Sunday, July 10, 2011
On my 68th Birthday, I peel the onion layers of my "classified" screenplay for "Do Ask Do Tell"
My “current of set” screenplay for my 1997 “Do Ask Do Tell” book is under wraps, cryptosecret as to spoilers, and not posted online while being worked (and there is that industry “Third Party Rule” anyway), but on my 68th birthday (official as of 6 AM EDT this morning), I thought I would discuss its layered structure. It is a sci-fi sort-of-thing, with elements of “Fountain”, “Inception”, maybe even “Judas Kiss” (and a pinch of “Social Network”).
The innermost layer, which would start the film, is based on a screenplay short called “The Sub” where a male substitute teacher, after having a cardiac arrest on the job and being saved by a precocious student who knows how to use a defibrillator, befriends the student and, as so often the case, gets more than he bargains for. His behavior is legally and ethically ambiguous, but not necessarily that “wrong”. The innermost layer is filmed in black and white, 2D.
The middle layer is the life story based on me, all right, from the William and Mary Expulsion to the involvement with “don’t ask don’t tell” and then Internet “free entry” (and online reputation) issues. The “Bill” protagonist gets in trouble “a second time” while working as a real substitute teacher when the administration finds his experimental work online. The middle layer (by “interviews” in the outer layer, below) dramatizes what “must have happened” behind the scenes, with a chilling revelation. But this leads to startling understandings of earlier events: his potential to become a composer and performer was aborted for somewhat the same reason his “first coming out” (as “gay”) was aborted: others demanded that he show them emotional loyalty to recognize his dependence on them because of his own level of mild “disability.” Family responsibility becomes a prerequisite for going global, whatever one’s intimate “choices.”
The outermost layer has “Bill” in a strange new world, with grayish sepia colors and 3-D, one that seems constrained as to area but that can shift back and forth in time, as if time had become an available dimension, represented in a series of parallel circular plates (in a calculus problem).
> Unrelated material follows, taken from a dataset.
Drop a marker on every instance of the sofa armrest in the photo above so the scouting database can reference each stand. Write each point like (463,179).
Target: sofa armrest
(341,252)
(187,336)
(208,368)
He gets escorted by a young man who may be an angel, and then even experiences a period of solitary confinement, as if to warn him that this is what happens to many people at the end of “life experience”. After he “earns” the ability to “leave the company area on pass” (or maybe “post privileges”), he is confronted by a number of interpersonal situations he had refused, including a woman with many children who might want to learn music from him and who could become an audience for his composed music. In time, he encounters people who were critical to his experience with music, generally at the ages they were when he interacted with them on Earth, regardless of the “time slice” (in his “integral calculus problem”). Eventually, he learns he may earn the right to go back to Earth as a new kind of being, but not quite an Angel. No one has done this before. But Earth has experience an unusual calamity, the nature of which had been almost inadvertently proposed in the fictitious, self-published “black and white” screenplay that had gotten him in trouble.
There will be an Apocalypse. That’s the spoiler.
But, seriously, I am pretty sure that the thread of conscious experience does not stop with the end of “life as we know it”. I’m guessing as to “what happens”. I do remember a night back in 1983, driving back home to Dallas, when a fundamentalist pastor talked about being accompanied by angels after one’s passing, and quickly learning of one’s “options”.